Skiredj Library of Tijani Studies
Comprendre les principaux textes rédigés du vivant du Sīdī Aḥmad al-Tijānī
Au nom d’Allah, le Tout-Miséricordieux, le Très-Miséricordieux.
Louange à Allah, et que les bénédictions et la paix soient sur notre maître Muhammad, l’Ouvrant, le Sceau, le Victorieux, le Guide, ainsi que sur sa famille et ses compagnons.
Parmi les questions les plus importantes relatives à la tradition spirituelle tijânie figure celle des textes fondateurs de la voie tijâniyya (Tariqa Tijaniyya) et du contexte historique dans lequel ils ont été écrits. Selon le savant Sidi Mohammed Erradi Guennūn Al-Idrissi Al-Hassani, la compréhension de ces ouvrages requiert d’examiner de près les deux grandes phases de la vie du Sīdī Aḥmad al-Tijānī, qu’Allah l’agrée.
Les trois principaux livres rédigés du vivant du Shaykh sont :
Jawahir al-Ma‘ani (Les Perles des sens)
Al-Jami‘ (Le Compendium)
Rawd al-Muhib al-Fani (Le Jardin de l’amant qui se dissout)

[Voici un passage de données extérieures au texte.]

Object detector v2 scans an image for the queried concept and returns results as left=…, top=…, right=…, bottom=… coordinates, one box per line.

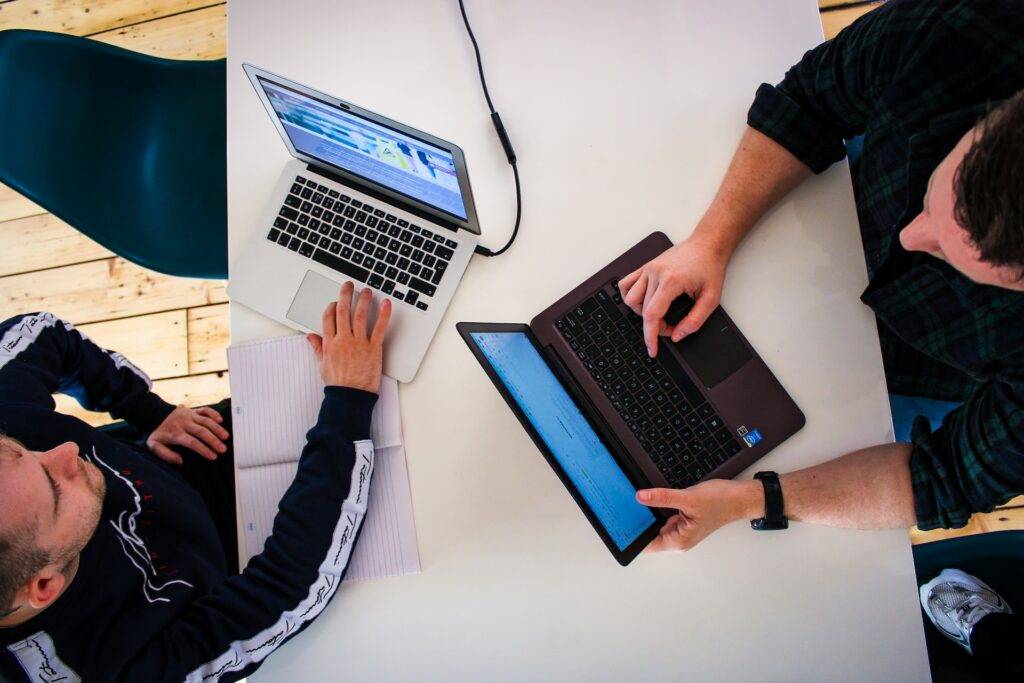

Ces textes demeurent, jusqu’à ce jour, parmi les sources les plus autoritatives de la tradition tijânie.
La naissance de la voie tijâniyya dans le Sahara
La lumière spirituelle de la voie tijâniyya apparut pour la première fois en 1196 AH dans la ville d’Abi Samghoun, située dans le Sahara. À cette époque, le Sīdī Aḥmad al-Tijānī était âgé de 46 ans.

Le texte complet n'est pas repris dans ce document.